Working Days

This week’s fun fact from our local paper: of the 242 working days last year, there were merely 50 where there wasn’t at least one municipal department on strike. 

There is a local quip which goes “What does a United-Statesian do when he’s made a million? Starts making the next million.  What does an Argentinean do when he’s made a million? Stops work until he’s run out of money.”

Your perspective on these phenomena will vary according to context, e.g. depending on whether you are in the USA preparing a seminar on work/life balance, or whether you are in Argentina trying to track down a competent plumber willing to put in a decent day’s work. 

Growing fins

bubbling-cartoon-fish-clip-art_433941

Danny has taught himself to swim in our garden paddling pool this week.  I wouldn’t yet go off for a coffee and leave him unattended, but he has an unmistakeable doggy paddle with all legs and arms off the bottom.  Most importantly that crucial metre or two would probably be enough for him to save himself when he falls into someone else’s paddling pool, garden pond, horse trough, sheep dip… given his propensity to go exploring where he wasn’t invited.

Martin also caught him eating the fish-food this morning. 

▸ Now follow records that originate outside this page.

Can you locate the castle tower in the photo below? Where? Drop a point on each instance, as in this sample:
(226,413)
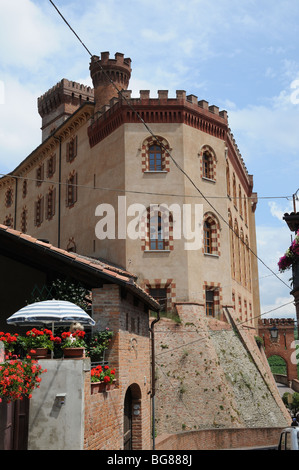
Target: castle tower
(60,102)
(109,76)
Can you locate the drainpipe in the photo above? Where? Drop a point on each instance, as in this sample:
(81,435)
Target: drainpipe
(16,201)
(153,391)
(59,192)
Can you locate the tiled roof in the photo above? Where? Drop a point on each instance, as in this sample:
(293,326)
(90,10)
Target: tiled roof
(108,271)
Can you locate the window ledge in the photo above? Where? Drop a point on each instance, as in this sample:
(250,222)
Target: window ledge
(208,179)
(155,171)
(156,251)
(213,255)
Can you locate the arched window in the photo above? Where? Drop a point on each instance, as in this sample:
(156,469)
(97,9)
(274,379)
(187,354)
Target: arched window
(211,233)
(208,162)
(207,237)
(155,158)
(50,203)
(9,197)
(157,238)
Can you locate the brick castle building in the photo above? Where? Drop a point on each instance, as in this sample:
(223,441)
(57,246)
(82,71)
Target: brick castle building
(97,160)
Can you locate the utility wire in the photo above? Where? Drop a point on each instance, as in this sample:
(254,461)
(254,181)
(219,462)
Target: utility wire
(38,180)
(166,150)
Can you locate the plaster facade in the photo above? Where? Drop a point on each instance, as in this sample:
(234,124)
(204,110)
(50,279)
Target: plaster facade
(97,152)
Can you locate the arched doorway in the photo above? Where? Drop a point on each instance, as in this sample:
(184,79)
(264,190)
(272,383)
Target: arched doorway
(133,418)
(278,365)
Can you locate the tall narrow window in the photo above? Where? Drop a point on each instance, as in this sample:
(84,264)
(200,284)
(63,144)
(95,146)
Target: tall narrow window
(155,158)
(71,149)
(50,203)
(39,175)
(207,237)
(51,166)
(24,220)
(206,165)
(25,188)
(210,309)
(9,197)
(157,241)
(39,211)
(71,190)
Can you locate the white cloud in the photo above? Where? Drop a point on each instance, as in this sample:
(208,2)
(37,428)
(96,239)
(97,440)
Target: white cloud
(278,211)
(20,125)
(28,34)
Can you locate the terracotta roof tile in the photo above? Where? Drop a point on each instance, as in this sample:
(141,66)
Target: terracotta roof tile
(112,271)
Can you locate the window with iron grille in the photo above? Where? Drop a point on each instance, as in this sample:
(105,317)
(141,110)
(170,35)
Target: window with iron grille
(51,166)
(207,165)
(155,158)
(25,188)
(71,190)
(50,203)
(24,220)
(8,221)
(39,211)
(159,294)
(9,197)
(39,175)
(210,307)
(71,149)
(207,237)
(157,241)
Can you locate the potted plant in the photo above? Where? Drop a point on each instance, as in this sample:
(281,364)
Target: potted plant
(73,343)
(38,342)
(98,344)
(291,259)
(102,378)
(18,378)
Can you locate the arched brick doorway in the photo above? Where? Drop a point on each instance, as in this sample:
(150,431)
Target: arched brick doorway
(279,340)
(133,418)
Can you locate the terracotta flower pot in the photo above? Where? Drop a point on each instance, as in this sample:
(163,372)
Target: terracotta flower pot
(110,386)
(74,353)
(39,353)
(98,387)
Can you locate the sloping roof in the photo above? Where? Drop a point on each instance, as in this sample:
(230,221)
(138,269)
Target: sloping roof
(96,272)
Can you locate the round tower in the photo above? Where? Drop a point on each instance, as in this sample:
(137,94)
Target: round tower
(109,76)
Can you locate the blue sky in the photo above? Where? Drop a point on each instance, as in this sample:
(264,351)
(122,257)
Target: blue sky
(241,55)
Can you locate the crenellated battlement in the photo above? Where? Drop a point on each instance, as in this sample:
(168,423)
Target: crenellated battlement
(181,99)
(63,92)
(183,109)
(109,76)
(119,61)
(60,102)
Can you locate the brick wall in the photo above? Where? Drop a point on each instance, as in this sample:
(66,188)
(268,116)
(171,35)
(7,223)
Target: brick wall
(217,439)
(129,354)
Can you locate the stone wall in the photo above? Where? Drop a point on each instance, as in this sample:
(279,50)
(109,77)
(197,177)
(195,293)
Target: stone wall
(207,378)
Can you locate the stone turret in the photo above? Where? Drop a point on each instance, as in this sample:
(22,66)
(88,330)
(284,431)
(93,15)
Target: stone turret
(109,76)
(60,102)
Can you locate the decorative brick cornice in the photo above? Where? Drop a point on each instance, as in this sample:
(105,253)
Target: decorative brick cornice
(161,110)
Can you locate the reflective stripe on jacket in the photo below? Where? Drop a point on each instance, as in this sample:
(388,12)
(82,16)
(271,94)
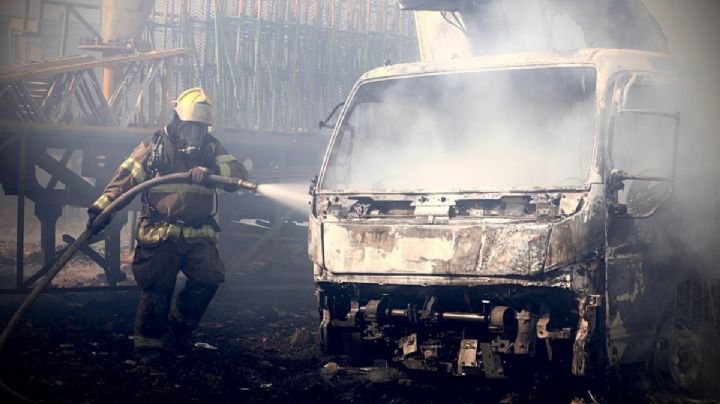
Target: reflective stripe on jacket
(172,204)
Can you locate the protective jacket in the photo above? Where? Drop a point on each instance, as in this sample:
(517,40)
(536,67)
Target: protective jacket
(174,210)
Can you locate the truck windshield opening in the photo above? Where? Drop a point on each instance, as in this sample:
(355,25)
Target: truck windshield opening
(492,130)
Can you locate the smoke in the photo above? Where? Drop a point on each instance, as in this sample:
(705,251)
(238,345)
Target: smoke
(495,130)
(291,195)
(469,131)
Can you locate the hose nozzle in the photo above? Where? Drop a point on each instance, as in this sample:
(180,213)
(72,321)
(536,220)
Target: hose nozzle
(244,184)
(249,185)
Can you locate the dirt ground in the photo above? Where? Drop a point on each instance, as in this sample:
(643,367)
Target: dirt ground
(259,342)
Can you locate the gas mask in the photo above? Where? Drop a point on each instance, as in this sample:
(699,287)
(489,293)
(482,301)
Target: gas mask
(190,139)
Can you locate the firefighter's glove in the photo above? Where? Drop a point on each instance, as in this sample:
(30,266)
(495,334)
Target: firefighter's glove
(96,228)
(199,175)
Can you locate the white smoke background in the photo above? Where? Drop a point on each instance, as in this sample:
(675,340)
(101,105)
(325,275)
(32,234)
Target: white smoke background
(469,132)
(694,39)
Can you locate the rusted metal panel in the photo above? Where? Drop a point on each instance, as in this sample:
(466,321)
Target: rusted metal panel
(480,249)
(315,244)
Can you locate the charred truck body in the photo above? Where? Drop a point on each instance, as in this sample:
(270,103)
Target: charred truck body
(487,214)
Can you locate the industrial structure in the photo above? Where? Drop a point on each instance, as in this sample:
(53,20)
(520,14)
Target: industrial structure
(71,109)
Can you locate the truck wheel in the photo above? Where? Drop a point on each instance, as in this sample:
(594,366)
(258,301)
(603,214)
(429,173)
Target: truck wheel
(678,356)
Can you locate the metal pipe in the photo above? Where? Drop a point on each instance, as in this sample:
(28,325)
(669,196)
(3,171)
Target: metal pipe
(445,316)
(463,317)
(65,29)
(20,235)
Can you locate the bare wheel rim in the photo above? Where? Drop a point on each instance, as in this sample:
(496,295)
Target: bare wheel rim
(678,356)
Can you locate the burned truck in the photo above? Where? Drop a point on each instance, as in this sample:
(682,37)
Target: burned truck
(490,214)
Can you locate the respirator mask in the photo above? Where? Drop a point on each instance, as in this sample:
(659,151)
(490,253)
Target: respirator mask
(190,139)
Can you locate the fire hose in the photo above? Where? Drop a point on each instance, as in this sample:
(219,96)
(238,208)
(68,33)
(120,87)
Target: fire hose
(104,217)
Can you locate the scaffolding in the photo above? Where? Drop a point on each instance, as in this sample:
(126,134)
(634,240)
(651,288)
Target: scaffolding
(280,65)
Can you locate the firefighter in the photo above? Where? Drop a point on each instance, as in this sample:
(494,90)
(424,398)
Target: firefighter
(177,230)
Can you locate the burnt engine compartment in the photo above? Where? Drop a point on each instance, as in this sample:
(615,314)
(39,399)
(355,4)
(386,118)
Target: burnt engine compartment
(490,331)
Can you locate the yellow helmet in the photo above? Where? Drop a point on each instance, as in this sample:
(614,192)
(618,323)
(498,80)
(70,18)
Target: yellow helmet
(194,105)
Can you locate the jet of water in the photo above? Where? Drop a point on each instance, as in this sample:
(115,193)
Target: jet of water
(292,195)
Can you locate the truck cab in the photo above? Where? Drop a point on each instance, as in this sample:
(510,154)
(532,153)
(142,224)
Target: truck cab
(479,216)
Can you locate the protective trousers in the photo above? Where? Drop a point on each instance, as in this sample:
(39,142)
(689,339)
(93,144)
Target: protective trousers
(155,269)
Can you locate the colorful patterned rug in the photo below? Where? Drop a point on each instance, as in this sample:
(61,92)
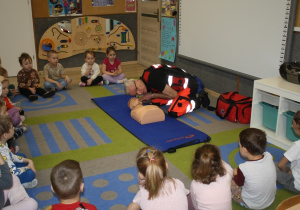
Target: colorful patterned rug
(75,128)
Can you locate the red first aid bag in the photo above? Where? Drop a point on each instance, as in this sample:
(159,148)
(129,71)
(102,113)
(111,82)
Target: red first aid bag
(234,107)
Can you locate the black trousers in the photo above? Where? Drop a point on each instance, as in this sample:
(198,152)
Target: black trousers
(27,92)
(94,82)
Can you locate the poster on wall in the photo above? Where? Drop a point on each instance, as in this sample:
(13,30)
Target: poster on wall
(168,8)
(102,3)
(130,5)
(168,39)
(65,7)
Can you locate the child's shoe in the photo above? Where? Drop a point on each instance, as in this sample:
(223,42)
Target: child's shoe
(48,94)
(82,84)
(17,104)
(17,149)
(121,81)
(31,184)
(24,127)
(22,118)
(33,98)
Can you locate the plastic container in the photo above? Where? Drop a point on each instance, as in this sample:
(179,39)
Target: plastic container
(270,114)
(290,134)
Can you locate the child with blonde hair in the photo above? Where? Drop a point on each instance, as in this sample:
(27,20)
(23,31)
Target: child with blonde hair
(210,188)
(29,80)
(67,183)
(14,112)
(55,77)
(90,71)
(254,182)
(111,68)
(157,189)
(288,174)
(20,166)
(12,91)
(11,190)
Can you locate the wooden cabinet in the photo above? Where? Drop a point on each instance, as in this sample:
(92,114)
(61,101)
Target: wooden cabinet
(282,94)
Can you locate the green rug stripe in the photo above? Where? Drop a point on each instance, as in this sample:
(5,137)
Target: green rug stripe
(122,140)
(183,158)
(98,91)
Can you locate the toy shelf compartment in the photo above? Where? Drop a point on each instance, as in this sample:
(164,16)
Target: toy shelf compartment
(269,94)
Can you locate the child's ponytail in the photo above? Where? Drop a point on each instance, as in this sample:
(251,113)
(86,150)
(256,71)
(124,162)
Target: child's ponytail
(152,165)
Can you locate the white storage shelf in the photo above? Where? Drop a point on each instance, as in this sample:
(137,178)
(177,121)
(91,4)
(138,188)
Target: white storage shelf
(278,92)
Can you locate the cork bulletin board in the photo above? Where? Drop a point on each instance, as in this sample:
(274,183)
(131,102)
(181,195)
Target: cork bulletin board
(40,8)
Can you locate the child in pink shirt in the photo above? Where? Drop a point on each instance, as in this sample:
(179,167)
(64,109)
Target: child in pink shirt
(111,68)
(157,189)
(210,188)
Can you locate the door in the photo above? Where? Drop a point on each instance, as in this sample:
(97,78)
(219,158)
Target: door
(17,34)
(149,19)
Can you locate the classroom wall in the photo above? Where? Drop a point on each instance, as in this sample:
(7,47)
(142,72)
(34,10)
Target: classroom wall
(220,81)
(130,20)
(42,21)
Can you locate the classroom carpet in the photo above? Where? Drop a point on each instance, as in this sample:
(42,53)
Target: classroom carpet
(167,135)
(60,132)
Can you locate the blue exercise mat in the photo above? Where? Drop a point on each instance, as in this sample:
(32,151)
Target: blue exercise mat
(166,136)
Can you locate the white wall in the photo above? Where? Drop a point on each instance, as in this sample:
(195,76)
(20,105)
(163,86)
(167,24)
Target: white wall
(16,34)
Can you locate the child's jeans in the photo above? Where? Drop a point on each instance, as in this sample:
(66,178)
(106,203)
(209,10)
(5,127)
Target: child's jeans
(27,175)
(113,79)
(286,179)
(236,194)
(49,85)
(18,197)
(14,115)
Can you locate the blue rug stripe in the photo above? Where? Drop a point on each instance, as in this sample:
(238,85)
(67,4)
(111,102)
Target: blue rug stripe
(213,115)
(66,135)
(116,89)
(196,115)
(165,135)
(60,99)
(32,144)
(98,130)
(54,148)
(85,135)
(188,121)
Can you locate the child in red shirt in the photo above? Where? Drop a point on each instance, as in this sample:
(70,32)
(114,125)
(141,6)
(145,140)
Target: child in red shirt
(69,191)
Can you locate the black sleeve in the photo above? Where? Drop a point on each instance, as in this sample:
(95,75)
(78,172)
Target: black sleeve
(157,80)
(6,177)
(239,179)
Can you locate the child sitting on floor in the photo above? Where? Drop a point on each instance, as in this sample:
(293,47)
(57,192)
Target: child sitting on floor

Is he about to metamorphose into Nemo (or possibly a shark)?

If you give a pig a pancake

If you give the fourteen year old a computer and a pair of large speakers to plug into it she will entertain herself for as many hours as you like (we’ll apologise to the neighbours afterwards).

If you give the two year old more or less anything; tricycle, bucket of water, parent’s phone, he will entertain himself for as long as it takes till someone notices and confiscates the phone (oops).

If you give the fifty-something year old a computer and a coffee machine he will entertain himself for as many hours as you care to allow him. 

If you give the forty-something year old a collection of ingredients and a peaceful kitchen she will entertain herself until the hungry hoards arrive to shatter the tranquillity, and that was one fantastic moussaka if I do say so myself.

So that just leaves the six year old.  “Mum I’m bored what can I do?  But I don’t want to do that, what else can I do instead?  But mu-um.  Ooohhhhhh….”  There’s always one. 

Happy 2014

Happy new year.  Hope you had a good one.  We had a quiet evening, invited a couple of friends in, Martin did the barbecue and I made chocolate brownies to go with the ice cream. 

It’s ridiculously hot beyond amusing here.  Praise the Lord for that paddling pool otherwise I’d be taking up residence in the fridge.  At least we’ve had electricity all day today though, unlike two days ago when we lost it for six hours which was even less amusing than it sounds.

I harvested my first crop of sweet corn (we are in the Americas after all) the other day, and made humitas, which is a traditional Andean food involving lots of corn.  I borrowed this recipe which you can read in English or Spanish, and the cultural article before you actually get to the recipe is quite interesting too.  They were pretty fiddly with all the messing around with corn leaves and the like, but they turned out OK, and I’m not sure what else I’d have done with that many sweet corns, given that they don’t keep for months on end, unlike my trusty butternut squashes. 

Today’s theological conundrum… “Mummy…?”  “Yes?”  “Listen… if you have a daddy, like our Daddy, and then you have a baby, like Danny, then you have one daddy and one baby.”  “Yes…”  “So how can God be the Daddy and the baby?”  Well, (I didn’t say)  Rutherford decided it wasn’t possible so he wrote a different story, but most people don’t agree with him, but if we’re honest even most of us who don’t agree with him are still trying to get our heads round it even though we think it’s true, and if you can come up with a concise answer which can be equally understood by a six year old and a theologian, publish! 

Now I’m off to climb into the fridge see if I can find something to eat.  Have fun, hope 2014 turns out well for you.